What Does A Training Look Like Anyways

Trainings are in many ways the heart of the Peace Corps Senegal program. Whether I am teaching a technique to a friend, or hosting 20 local farmers for a multifaceted event, trainings are an opportunity to teach my work partners new skills. This post will show you what it looks like to host a training on grafting for about 15 people.

For  months my work partners requested a training on grafting. Grafting is an agroforestry technique for fruit trees where a branch which produces better fruit is added to a young tree, so in the future it may produce better fruit. When the time came my counterpart Aliou and I organized a training with 15 farmers and three Volunteers to teach grafting, pruning, and tree care.

The day before the training two of the agroforestry Volunteers in my region, Melissa and Kelsey, arrived to prepare for the training. Together, we traveled to the field where the training was being hosted to check out the trees we would be working with. Materials such as pruning shears, sharp knives, plastic wrapping, and machetes were gathered.
The morning of, the farmers joined us at the field. We began with introductions: what is Peace Corps, who would be teaching them that day, and what they could expect to learn. We began by talking about tree care basics – techniques like adding manure to your orchard, or mulching around the base of your trees. We then got hands on as Melissa led the group in pruning, before splitting into groups to practice.We pruned a number of trees, answering questions and creating models for the other farmers to copy in their own fields.


Learning about Pruning

PCV Melissa explains the basics of pruning to a group of farmers.

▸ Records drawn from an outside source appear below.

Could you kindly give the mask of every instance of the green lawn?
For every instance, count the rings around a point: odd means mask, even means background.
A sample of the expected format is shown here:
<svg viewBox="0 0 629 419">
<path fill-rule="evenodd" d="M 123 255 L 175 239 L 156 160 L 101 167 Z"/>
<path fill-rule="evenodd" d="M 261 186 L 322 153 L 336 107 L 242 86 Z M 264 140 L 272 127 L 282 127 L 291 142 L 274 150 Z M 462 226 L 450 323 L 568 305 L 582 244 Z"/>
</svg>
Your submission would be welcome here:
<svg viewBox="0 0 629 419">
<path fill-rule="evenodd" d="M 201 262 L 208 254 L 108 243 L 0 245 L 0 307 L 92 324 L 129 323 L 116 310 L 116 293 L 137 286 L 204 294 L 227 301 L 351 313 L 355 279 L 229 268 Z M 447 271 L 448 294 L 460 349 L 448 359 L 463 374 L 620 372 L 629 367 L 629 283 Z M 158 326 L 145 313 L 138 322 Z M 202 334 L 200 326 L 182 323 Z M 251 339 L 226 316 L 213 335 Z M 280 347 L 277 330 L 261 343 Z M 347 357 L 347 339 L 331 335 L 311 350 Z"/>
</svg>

PCV Melissa advises community members as they practice pruning

Tree Pruning

Aliou prunes a citrus tree at a Peace Corps Training.


Once all the farmers had pruned trees, we shifted gears to the more difficult grafting technique. Kelsey began by demonstrating on sticks collected from the field. Once they gained some skill, the farmers moved onto live trees, primarily mango. By the end of the morning, all the farmers felt confident doing the technique themselves.

The powerful aspect of such trainings is that in one morning 15 farmers learned a new skill which very few people in the village know, became able to improve their fruit yields, and can increase the incomes and  nutrition status of their families.


Grafting Practice

PCV Kelsey leads a group of farmers in grafting practice.



  1. Barbara Leary · May 17, 2017

    Thank you for sharing that with us, Bryce. You are doing such incredible work over there and I am proud to say you are my nephew. Love, Barbara


  2. Wayne Carpenter · May 17, 2017

    Interesting and i’m sure will be helpful for the farmers and families. You should be very proud of everything you’ve accomplished. We surely are very proud of you.